The idea that the trillions of bytes of data we generate on social media are equipping policy-makers with vast new predictive powers is all the rage these days. Official statistics, the kind compiled by bureaucrats through scientifically tested surveys and representative samples, seem to bore the geeks. But they get all hot and bothered at the mere mention of the word algorithm….
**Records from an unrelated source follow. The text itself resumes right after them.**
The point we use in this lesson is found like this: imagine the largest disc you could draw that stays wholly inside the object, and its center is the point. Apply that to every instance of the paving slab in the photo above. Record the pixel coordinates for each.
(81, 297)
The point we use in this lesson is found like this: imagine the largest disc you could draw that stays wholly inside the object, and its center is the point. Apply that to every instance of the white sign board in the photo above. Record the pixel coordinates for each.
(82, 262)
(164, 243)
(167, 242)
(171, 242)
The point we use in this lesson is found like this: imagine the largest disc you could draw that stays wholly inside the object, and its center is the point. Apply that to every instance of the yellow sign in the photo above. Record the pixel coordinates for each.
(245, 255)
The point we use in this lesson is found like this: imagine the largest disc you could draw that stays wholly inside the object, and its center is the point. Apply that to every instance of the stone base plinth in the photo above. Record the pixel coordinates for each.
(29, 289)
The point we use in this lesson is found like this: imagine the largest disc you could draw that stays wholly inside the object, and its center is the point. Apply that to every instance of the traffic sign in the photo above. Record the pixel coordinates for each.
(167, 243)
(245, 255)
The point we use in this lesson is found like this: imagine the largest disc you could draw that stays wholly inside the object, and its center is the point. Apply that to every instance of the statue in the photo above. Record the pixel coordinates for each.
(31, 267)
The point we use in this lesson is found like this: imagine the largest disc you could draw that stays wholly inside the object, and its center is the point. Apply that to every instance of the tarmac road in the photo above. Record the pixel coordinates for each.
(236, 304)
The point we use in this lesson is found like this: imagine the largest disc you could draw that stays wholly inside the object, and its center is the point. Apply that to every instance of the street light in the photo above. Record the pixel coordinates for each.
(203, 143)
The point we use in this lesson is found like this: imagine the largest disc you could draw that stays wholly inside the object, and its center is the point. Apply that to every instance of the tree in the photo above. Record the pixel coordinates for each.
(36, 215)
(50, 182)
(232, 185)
This is but one example of how big data can lead to misguided policy. Mr. Kenney’s Kijiji snafu is another. You’d think this would make people cautious. But in our insatiable desire to make sense out of an increasingly complex world, we are turning evermore to big data to sort it out.

The latest trend is “data journalism” with The New York Times and several upstart media outlets hiring an army of twentysomething computer geeks to massage the numbers in order to spot trends, predict elections and provide funky, counterintuitive insights in the vein of Freakonomics.

The problem is that much of what they report is probably wrong, or at least tendentious. The Upshot, The Times feature launched April 22, has come under fire for stories that either read too much into the data or leave too much out. “First-rate analysis requires more than pretty graphs based on opaque manipulations of data unsuited to address the central substantive points,” prominent U.S. political scientist Larry Bartels wrote in response to one piece on Southern politics.

The most common sin in data journalism is making spurious correlations. Just because Google searches of the term “mortgage” have closely tracked Canadian housing sales in the past two years means nothing on its own.

Big data’s noise is drowning out the signal

A final irony, the final report of the Prime Minister’s Advisory Committee on the Public Service comes out at the same time as these news reports, affirming the need for outside information and discounting the value of more objective surveys:

New sources of information and data have shaken up the process of providing advice to government, he [David Emerson] said, and the public service is adapting to accept data from outside Statistics Canada or other traditional sources.

“I think we made some real progress in helping public servants to open up and I think political staff now have access to a lot of that same information, so there are checks and balances that I think are a little sharper-edged than they were perhaps in the past,” he said.

While I don’t disagree with opening up, we also need to learn the lessons from Kijiji jobs data, ensure better quality control and analysis, and strengthen the role of official statistics and Statistics Canada.